Web Scraping with Python and BeautifulSoup
Beautifulsoup is one the most popular libraries in web scraping. In this tutorial, we'll take a hand-on overview of how to use it, what is it good for and explore a real -life web scraping example.
One of the most common parsing targets in web scraping are HTML tables. Using Python and Beautifulsoup, to find a table we can use the find()
method:
from bs4 import BeautifulSoup
import requests
soup = BeautifulSoup(requests.get("https://www.w3schools.com/html/html_tables.asp").text)
# first we should find our table object:
table = soup.find('table', id="customers")
# then we can iterate through each row and extract either header or row values:
header = []
rows = []
for i, row in enumerate(table.find_all('tr')):
if i == 0:
header = [el.text.strip() for el in row.find_all('th')]
else:
rows.append([el.text.strip() for el in row.find_all('td')])
print(header)
['Company', 'Contact', 'Country']
for row in rows:
print(row)
['Alfreds Futterkiste', 'Maria Anders', 'Germany']
['Centro comercial Moctezuma', 'Francisco Chang', 'Mexico']
['Ernst Handel', 'Roland Mendel', 'Austria']
['Island Trading', 'Helen Bennett', 'UK']
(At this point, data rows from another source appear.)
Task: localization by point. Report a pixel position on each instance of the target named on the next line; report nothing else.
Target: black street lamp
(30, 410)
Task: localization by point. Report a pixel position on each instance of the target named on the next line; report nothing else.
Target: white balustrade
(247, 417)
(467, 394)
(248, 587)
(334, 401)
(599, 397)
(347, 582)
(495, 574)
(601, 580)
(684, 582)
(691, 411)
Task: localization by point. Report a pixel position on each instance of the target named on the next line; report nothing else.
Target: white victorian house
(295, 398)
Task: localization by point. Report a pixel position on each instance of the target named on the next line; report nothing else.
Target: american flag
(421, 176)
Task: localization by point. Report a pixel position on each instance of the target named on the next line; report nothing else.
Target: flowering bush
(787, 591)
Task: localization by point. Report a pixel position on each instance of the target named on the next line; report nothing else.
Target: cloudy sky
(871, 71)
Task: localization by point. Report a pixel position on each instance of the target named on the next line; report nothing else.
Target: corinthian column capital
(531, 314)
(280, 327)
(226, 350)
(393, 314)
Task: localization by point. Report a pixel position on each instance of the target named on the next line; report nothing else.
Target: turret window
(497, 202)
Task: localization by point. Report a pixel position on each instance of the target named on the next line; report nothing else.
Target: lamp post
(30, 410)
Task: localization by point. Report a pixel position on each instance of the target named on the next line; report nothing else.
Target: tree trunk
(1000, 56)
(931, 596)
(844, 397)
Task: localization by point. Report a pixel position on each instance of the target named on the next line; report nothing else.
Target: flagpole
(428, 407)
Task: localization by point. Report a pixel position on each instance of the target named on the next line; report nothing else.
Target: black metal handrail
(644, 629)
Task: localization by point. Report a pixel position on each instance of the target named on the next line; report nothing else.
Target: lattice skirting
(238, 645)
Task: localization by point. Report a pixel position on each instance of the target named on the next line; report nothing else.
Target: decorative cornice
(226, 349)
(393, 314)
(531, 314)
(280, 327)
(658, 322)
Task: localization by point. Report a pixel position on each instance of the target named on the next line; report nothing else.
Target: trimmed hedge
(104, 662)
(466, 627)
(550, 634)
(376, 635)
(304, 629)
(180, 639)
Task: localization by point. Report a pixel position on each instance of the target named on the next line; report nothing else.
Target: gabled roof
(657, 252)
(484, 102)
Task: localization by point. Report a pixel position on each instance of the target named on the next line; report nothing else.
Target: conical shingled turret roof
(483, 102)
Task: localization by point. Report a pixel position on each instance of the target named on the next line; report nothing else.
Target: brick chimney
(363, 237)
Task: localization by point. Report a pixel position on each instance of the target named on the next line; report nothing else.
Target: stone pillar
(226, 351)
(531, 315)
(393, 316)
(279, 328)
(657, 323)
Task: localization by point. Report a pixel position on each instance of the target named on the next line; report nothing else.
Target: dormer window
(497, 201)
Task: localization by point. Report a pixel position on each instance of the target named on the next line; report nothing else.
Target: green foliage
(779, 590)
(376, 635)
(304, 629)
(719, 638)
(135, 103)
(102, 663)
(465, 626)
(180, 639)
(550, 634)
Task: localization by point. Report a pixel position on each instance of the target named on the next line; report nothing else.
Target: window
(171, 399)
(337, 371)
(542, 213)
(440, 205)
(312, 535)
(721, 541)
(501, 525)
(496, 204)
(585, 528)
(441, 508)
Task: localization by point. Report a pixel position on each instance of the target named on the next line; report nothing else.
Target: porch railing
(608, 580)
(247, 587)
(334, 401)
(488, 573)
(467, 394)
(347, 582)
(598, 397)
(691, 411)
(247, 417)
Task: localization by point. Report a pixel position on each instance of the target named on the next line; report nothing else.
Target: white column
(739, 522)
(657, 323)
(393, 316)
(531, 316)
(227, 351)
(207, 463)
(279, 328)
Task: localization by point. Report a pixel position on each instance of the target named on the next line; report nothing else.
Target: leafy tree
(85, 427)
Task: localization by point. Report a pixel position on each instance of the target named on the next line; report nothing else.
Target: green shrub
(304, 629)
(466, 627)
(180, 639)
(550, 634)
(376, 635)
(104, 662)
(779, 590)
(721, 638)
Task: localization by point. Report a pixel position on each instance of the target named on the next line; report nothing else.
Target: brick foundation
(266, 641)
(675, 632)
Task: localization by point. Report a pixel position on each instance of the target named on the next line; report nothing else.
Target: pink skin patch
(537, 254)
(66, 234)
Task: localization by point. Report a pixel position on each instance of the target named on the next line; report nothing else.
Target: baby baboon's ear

['Laughing Bacchus Winecellars', 'Yoshi Tannamuri', 'Canada']
['Magazzini Alimentari Riuniti', 'Giovanni Rovelli', 'Italy']
Above, we first use the find
function to find the table itself. Then, we find all of the table rows and iterate through them extracting their text contents. Note, that the first row is likely to be the table header.